Last Thursday, Interfaith Ministries and Rice University's Boniak Center sponsored the third annual Amazing Faiths Dinner. For a couple of hours, the participants from many different faith traditions shared a meal and their feelings about their faith. While many differences were apparent, most found by the end of the evening that they shared more in common with their dinner partners than they expected at the beginning of the evening. Many new friends were made, many new bridges built.
The first Amazing Faiths Dinner took place in 2006 when roughly 200 Houstonians gathered in about a dozen homes.

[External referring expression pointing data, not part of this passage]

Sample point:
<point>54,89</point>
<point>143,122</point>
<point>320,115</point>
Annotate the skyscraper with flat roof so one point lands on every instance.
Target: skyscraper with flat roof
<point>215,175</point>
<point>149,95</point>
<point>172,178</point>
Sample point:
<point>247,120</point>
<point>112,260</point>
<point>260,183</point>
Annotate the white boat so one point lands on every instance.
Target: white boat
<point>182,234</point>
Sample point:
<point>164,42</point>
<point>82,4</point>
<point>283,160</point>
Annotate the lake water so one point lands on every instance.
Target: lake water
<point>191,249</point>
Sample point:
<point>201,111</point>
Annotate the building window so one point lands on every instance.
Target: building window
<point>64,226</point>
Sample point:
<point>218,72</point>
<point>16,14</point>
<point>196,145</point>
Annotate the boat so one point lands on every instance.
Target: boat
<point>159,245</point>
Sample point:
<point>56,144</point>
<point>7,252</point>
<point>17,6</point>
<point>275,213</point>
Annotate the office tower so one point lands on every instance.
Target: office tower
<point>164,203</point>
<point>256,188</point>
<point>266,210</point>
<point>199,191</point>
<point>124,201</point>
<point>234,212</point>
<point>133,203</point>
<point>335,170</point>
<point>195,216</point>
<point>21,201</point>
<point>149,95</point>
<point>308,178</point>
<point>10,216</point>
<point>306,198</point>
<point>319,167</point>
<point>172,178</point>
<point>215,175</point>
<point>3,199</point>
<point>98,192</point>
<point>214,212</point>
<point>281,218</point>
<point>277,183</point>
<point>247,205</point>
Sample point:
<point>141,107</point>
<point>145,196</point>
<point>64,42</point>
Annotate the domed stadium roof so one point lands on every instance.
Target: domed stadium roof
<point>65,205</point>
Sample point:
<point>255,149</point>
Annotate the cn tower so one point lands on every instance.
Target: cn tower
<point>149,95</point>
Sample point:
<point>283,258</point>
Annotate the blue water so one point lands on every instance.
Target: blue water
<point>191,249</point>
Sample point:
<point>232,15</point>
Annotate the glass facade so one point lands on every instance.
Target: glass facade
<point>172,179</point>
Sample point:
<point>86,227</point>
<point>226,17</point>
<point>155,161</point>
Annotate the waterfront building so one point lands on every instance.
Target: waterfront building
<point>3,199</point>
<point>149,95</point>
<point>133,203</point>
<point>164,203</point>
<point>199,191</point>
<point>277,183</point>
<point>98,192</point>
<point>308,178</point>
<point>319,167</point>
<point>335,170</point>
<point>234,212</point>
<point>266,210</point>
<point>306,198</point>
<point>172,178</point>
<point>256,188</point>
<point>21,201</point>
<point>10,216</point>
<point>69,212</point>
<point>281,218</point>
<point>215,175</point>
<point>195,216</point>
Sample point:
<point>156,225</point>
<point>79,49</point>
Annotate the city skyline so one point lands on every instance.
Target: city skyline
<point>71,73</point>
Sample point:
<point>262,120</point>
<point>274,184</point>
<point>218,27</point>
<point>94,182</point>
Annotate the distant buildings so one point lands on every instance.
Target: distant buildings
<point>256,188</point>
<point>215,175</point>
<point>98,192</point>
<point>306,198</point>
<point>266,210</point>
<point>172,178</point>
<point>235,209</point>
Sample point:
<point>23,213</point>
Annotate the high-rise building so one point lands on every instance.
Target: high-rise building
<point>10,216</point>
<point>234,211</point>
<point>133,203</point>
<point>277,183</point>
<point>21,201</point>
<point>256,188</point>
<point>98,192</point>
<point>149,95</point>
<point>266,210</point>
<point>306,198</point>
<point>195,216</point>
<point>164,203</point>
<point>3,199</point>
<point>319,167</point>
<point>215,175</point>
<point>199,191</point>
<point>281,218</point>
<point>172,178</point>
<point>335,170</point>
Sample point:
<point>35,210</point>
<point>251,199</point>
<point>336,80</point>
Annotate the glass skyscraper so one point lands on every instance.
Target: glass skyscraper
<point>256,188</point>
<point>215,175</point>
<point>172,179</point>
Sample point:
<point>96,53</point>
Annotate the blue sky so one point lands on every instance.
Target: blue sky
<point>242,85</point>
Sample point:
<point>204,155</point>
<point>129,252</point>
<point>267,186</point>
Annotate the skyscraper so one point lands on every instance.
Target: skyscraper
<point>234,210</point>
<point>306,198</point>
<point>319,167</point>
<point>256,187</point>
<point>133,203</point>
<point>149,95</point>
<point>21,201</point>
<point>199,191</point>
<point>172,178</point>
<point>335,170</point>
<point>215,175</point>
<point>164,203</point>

This year, almost 2,000 people in 10 cities gathered to share a meal with others of different faiths. It is expected that the number will be 5,000-10,000 next year with another 10 cities participating.
I do not think that it is a coincidence that the Amazing Faiths Dinner project started in Houston. Rice University Professor Steven Kleinberg has declared that Houston is the most diverse city in the United States. Further, Houston has dedicated itself not only to tolerating this diversity, but valuing and celebrating it. The Amazing Faiths Dinner is part of that ongoing celebration, one that we are now sharing with the rest of the world. I can think of no greater tribute to this City.
I hope that you will consider becoming involved with this remarkable movement. I can assure you that you will come away with two things. First, you will make new friends that you would have otherwise never known. Second, you leave the experience with a renewed optimism for our future and a renewed faith in the fundamental goodness of people. It is an evening well spent.